As respostas estão no ar
Onde estou?
Os unicelulares primitivos só tinham olfato. O cheiro servia, e ainda serve, para um organismo ter informações do ambiente. Assim o homem pode reconhecer o cheiro da chuva.
Existe perigo?
Os sinais do nariz disparam os mecanismos cerebrais de alerta se eles indicam perigo, como ao captarem o odor de algo queimando ou, no caso dos animais, de um predador por perto.
Cadê a comida?
Mais poderoso do que a visão de um belo prato é o cheiro da comida aumentando a fome e disparando a digestão. O olfato de todas as espécies é muito sensível aos alimentos.
Somos iguais
O olfato ainda aponta seres da mesma espécie. O feto humano treina seu nariz cheirando o líqúido amniótico. Já nasce reconhecendo a presença da mãe só pelo cheiro.
Posso relaxar?
Trabalhos científicos sérios indicam que alguns aromas, como o de hortelã, desencadeiam o relaxamento. Já o perfume do limão ou laranja (acima) aumenta a concentração.
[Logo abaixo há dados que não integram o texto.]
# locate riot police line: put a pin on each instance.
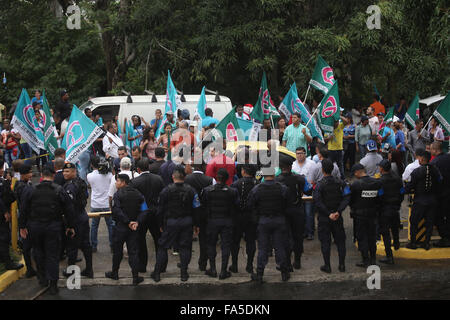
(268, 215)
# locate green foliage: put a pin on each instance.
(226, 45)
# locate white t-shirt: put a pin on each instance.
(112, 186)
(305, 168)
(99, 189)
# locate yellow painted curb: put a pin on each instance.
(418, 254)
(11, 276)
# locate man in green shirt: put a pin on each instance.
(296, 135)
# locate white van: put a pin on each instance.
(145, 106)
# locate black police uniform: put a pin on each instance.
(425, 183)
(177, 204)
(331, 195)
(198, 180)
(150, 186)
(42, 211)
(364, 204)
(389, 215)
(127, 207)
(442, 162)
(220, 203)
(295, 214)
(269, 200)
(243, 224)
(19, 189)
(81, 240)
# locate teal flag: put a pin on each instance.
(24, 121)
(323, 76)
(50, 142)
(80, 134)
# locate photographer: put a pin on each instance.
(99, 180)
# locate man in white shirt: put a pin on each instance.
(99, 180)
(111, 141)
(125, 168)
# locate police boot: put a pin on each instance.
(258, 277)
(388, 260)
(325, 268)
(184, 276)
(53, 287)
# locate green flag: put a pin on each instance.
(413, 112)
(323, 76)
(263, 107)
(329, 109)
(50, 142)
(442, 113)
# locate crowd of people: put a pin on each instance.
(150, 185)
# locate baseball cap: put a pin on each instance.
(371, 145)
(385, 164)
(357, 167)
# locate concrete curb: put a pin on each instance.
(11, 276)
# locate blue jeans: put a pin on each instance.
(309, 213)
(94, 227)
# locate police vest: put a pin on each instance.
(365, 197)
(270, 200)
(130, 201)
(220, 201)
(46, 203)
(391, 187)
(179, 201)
(331, 192)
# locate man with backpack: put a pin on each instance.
(78, 192)
(243, 226)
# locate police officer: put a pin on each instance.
(389, 215)
(425, 184)
(268, 201)
(19, 188)
(78, 193)
(243, 224)
(6, 198)
(295, 212)
(128, 212)
(41, 220)
(199, 181)
(364, 203)
(220, 203)
(150, 186)
(442, 162)
(331, 197)
(177, 208)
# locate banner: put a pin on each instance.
(323, 76)
(50, 142)
(80, 134)
(291, 104)
(329, 109)
(413, 112)
(442, 113)
(172, 103)
(24, 121)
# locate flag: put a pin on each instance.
(329, 109)
(442, 113)
(323, 76)
(80, 134)
(50, 142)
(413, 112)
(201, 106)
(263, 106)
(172, 102)
(250, 129)
(292, 103)
(24, 121)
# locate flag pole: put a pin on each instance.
(307, 91)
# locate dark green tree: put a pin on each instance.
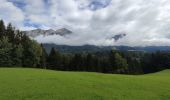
(2, 29)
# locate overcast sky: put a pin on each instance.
(146, 22)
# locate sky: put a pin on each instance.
(146, 22)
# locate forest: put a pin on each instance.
(18, 50)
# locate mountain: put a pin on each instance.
(118, 36)
(38, 32)
(93, 48)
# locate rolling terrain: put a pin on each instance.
(39, 84)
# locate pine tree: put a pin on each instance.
(17, 54)
(2, 29)
(10, 33)
(54, 60)
(43, 59)
(5, 52)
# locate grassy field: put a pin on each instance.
(37, 84)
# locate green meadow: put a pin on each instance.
(39, 84)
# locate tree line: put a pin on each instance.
(18, 50)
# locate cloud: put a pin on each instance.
(146, 22)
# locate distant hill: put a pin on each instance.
(93, 48)
(38, 32)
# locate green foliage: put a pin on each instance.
(37, 84)
(120, 64)
(2, 29)
(5, 52)
(54, 60)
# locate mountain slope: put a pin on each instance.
(38, 32)
(38, 84)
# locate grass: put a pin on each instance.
(38, 84)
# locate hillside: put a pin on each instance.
(37, 84)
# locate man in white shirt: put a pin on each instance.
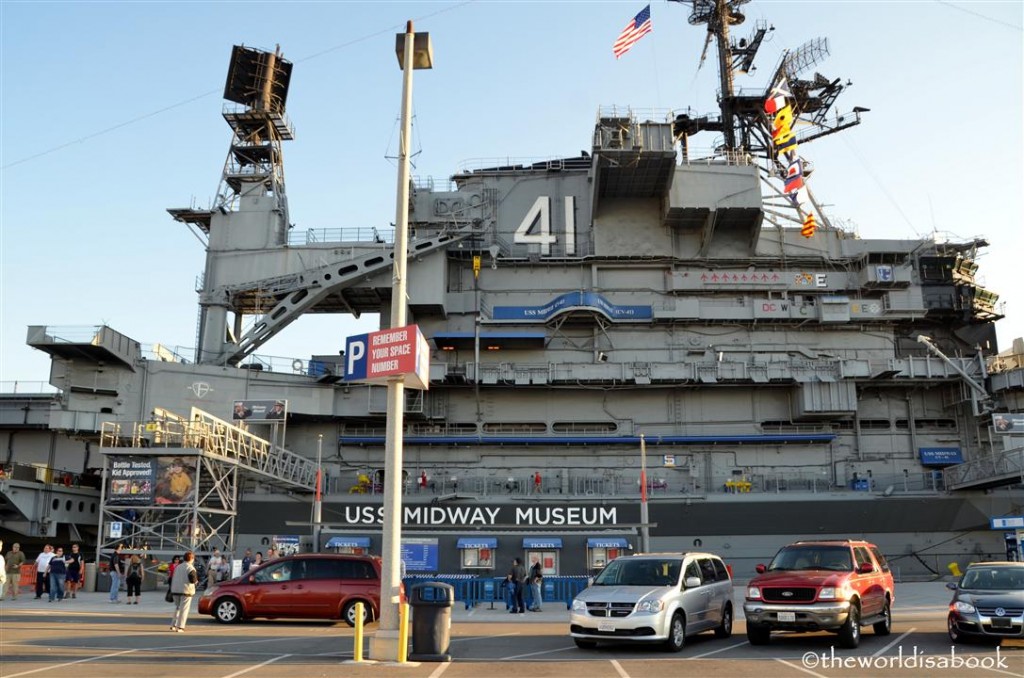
(3, 570)
(42, 562)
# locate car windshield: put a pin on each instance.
(993, 579)
(813, 557)
(640, 571)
Com cheiro de coisa antiga
A editora da Universidade de Oxford, na Inglaterra, está lançando livros infantis em que muito marmanjo vai querer meter o nariz. É a coleção Smelly Old Story, algo como "a velha história cheirosa". A autora, a historiadora Mary Dobson, há muito tempo leva garrafas com aromas sintéticos para seus alunos de Oxford sentirem o cheiro do passado. Agora, resolveu passar a idéia para o papel.
O primeiro livro, que chegou nas lojas este mês, trata dos odores dos antigos romanos. Quem arranhar suas páginas sentirá, por exemplo, os ungüentos usados nos banhos públicos de Roma. "O próximo volume será sobre os vapores vitorianos, quando Londres tinha problemas de esgoto, o Tâmisa era um rio extremamente poluído e a cidade era conhecida como ‘O Grande Fedor’", diz ela. As crianças vão aprender, cheirando, que naquela época as moças esfregavam maçãs nas axilas para presentear seus pretendentes com a fruta.